Was standing in my front yard this evening and some neighborhood kids tried to deflate me.
[In bed with gf]
“Do you have any fantasies?”
Yeah, one. You know your friend Sarah, the hot one?
“Yes.. why?”
I want to hit her with my car
My wife and I couldn’t agree about whether or not I’m her hero. She’s in the bathroom right now and I’ve hid the toilet paper. We’re about to resolve this.
People who say ‘be careful what you wish for’ have obviously never wished for free, unprotected, unlimited wifi from their neighbor.

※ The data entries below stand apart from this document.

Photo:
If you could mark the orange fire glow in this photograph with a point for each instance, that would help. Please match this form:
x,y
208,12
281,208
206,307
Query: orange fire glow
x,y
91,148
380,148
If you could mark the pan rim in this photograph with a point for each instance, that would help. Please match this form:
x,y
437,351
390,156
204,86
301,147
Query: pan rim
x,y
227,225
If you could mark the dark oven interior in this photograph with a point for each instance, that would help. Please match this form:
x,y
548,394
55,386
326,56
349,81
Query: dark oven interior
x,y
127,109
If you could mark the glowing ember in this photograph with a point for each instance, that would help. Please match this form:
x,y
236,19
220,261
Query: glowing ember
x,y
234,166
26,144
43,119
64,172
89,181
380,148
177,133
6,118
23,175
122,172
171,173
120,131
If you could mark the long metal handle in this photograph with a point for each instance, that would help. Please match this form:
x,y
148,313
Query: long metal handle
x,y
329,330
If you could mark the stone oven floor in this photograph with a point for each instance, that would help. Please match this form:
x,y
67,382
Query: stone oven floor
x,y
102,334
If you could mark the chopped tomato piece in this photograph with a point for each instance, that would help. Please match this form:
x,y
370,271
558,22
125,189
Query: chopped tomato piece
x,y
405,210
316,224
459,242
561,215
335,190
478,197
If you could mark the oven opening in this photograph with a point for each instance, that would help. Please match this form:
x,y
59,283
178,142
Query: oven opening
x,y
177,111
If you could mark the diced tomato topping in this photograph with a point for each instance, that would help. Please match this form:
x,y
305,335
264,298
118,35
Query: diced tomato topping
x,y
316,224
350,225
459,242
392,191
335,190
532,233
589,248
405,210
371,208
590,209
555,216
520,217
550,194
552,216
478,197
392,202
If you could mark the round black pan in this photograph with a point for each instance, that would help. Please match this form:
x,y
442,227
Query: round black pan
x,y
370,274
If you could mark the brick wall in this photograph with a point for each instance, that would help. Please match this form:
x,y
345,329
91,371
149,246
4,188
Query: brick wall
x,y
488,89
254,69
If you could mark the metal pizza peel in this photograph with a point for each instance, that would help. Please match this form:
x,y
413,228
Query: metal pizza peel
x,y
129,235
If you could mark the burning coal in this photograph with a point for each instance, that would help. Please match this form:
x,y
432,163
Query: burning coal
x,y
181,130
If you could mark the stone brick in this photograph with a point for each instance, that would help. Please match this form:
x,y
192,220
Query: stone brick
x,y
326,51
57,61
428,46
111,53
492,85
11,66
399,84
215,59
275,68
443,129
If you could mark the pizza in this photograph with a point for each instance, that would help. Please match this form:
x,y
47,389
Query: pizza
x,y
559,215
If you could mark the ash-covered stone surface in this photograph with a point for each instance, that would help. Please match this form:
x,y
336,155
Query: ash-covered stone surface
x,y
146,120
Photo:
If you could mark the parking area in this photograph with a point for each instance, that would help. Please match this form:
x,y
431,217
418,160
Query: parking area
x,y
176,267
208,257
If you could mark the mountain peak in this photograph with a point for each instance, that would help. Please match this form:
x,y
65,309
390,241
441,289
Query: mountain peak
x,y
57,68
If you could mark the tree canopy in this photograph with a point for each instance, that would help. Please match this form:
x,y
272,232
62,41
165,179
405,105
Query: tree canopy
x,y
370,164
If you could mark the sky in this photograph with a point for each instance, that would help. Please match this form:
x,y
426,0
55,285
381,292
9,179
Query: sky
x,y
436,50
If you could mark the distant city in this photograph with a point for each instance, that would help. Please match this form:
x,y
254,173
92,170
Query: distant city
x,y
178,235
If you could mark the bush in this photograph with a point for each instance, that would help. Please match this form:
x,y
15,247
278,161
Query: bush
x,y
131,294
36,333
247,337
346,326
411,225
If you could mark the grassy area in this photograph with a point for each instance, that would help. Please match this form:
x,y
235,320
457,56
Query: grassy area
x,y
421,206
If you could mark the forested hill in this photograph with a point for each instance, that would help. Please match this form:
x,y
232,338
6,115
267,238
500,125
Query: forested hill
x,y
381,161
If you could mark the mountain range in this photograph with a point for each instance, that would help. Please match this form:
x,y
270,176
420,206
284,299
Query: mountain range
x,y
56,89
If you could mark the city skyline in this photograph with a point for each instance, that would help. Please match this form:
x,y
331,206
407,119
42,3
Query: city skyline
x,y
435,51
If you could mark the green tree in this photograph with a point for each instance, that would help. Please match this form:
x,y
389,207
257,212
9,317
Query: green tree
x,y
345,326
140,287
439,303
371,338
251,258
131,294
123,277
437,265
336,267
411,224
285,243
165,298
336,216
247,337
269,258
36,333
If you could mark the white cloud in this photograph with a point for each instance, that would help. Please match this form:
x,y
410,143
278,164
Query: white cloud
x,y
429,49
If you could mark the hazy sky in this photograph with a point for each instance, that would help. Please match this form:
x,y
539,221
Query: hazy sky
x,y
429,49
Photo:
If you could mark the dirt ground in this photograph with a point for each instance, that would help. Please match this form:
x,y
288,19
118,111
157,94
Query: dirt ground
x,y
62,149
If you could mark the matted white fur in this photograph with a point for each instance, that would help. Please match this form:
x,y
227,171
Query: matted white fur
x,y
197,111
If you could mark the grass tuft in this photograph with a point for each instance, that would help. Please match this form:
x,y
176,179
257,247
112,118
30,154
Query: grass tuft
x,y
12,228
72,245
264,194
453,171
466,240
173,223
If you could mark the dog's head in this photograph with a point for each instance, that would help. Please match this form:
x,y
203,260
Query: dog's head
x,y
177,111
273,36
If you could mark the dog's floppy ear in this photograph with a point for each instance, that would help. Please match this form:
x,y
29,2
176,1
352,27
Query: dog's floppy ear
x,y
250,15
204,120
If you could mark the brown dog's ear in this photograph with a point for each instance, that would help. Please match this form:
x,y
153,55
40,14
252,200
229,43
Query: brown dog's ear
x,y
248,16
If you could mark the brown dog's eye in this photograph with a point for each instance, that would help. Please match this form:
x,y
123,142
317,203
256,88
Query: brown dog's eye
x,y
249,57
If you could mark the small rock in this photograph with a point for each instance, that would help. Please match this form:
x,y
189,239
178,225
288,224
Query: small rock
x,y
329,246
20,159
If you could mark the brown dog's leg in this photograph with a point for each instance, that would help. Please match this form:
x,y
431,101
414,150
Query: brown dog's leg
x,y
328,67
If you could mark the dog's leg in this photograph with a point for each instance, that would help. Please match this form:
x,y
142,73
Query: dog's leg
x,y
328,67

Amazon should have “I was drunk” as an order cancellation option
One of my buddies lost his right arm in a car accident which is a huge bummer, so much money wasted on tattoos
I milked the cow
“We don’t have a cow”
the neighbors’ cow then
“Their cat?”
Pretty sure it was a cow he was saying moo
“Meow”
Ah shoot
Ignorance is bliss, and rampant.
9: Where’s mom?
Me: Out the back
9: Australia?
M: Out THE back, not the Outback!
9: What’s she doing?
M: Playing with her didgeridoo, I think
My welcome mat says, “Oh shit! Not you again!”
I hate it when people call me judgemental
Especially people wearing shoes like that
For sale: Shrimpless rice. Never fried.
One time I stayed in a relationship three months longer than I should’ve because the person had a flattering mirror in their apartment
I’ll be in the yard for a bit. If anyone asks, I’m outstanding.

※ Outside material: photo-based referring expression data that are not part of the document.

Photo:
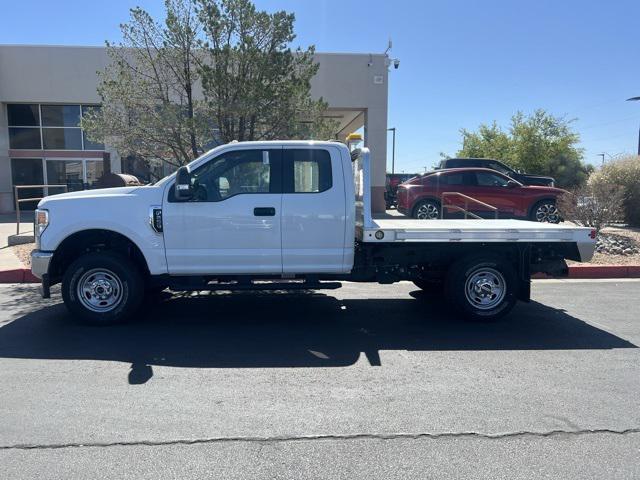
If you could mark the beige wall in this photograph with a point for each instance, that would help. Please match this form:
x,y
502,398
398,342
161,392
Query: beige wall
x,y
52,74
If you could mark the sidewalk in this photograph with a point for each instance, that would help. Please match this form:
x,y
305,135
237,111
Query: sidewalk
x,y
12,270
8,226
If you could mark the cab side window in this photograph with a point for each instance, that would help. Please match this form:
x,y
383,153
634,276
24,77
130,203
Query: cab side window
x,y
236,173
307,171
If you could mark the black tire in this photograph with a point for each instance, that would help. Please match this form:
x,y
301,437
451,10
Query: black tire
x,y
491,272
103,272
431,209
545,211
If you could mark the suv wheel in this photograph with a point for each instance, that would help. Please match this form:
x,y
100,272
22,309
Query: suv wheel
x,y
482,287
427,210
545,211
102,288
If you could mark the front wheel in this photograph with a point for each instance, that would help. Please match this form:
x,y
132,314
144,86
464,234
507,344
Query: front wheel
x,y
102,288
427,210
482,287
545,211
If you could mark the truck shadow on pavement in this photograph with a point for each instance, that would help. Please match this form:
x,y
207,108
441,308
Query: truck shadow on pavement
x,y
262,330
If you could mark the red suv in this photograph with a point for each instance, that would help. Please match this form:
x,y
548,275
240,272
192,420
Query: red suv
x,y
421,197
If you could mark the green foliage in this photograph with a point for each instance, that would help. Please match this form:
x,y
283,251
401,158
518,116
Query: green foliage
x,y
539,144
626,173
213,71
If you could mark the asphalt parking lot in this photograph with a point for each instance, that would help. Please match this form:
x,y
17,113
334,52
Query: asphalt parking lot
x,y
368,381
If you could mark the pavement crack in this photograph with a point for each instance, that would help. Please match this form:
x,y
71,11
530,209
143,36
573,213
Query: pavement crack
x,y
320,437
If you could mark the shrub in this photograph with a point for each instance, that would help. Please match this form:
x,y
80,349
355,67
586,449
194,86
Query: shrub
x,y
595,205
626,173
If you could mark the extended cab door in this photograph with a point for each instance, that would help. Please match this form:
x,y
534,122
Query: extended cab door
x,y
232,222
313,211
493,188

Me: stop barking at the nice person who is delivering pizza to us!
Also me: you didn’t even notice that the pizza guy was here?! He could have murdered us!
A book doesn’t get jealous when you finish it and start another book.
Just got glasses for the first time in 20 years and holy shit everyone looks terrible
The British Museum will take anything but jokes.
the three bears:
Goldilocks: your house is a total disgrace it’s like you gave no consideration to what I, the trespasser, might like
11 year old: Daddy, I heard a new song called Bohemian Raspberry, do you know it?
There are actually only two stages of parenthood: having children, and having children who can reach things on countertops.
I just want to be half as productive as my mom thinks she would be if she was me.
I mean, I’m smart, but I’m no Alfred Einstein.
*refills beautiful woman’s wine glass* haha I feel like I’ve been talking about corn dogs–and my love of corn dogs–all night
Hello lamppost, whatcha knowin’? I come to watc–
Lamppost: Nice scarf princess.
Used to work with a grumpy older guy called Philip Eno and I was always too scared to ask if he was related to Brian Eno. Anyway, years later I actually met Brian and I said to him: “Is your brother Philip Eno?”. He replied: “No, he’s English”.
Guys, don’t take the first step cause girls hate that easy guy. Also, you must take the first step cause they hate the shy one. Good luck!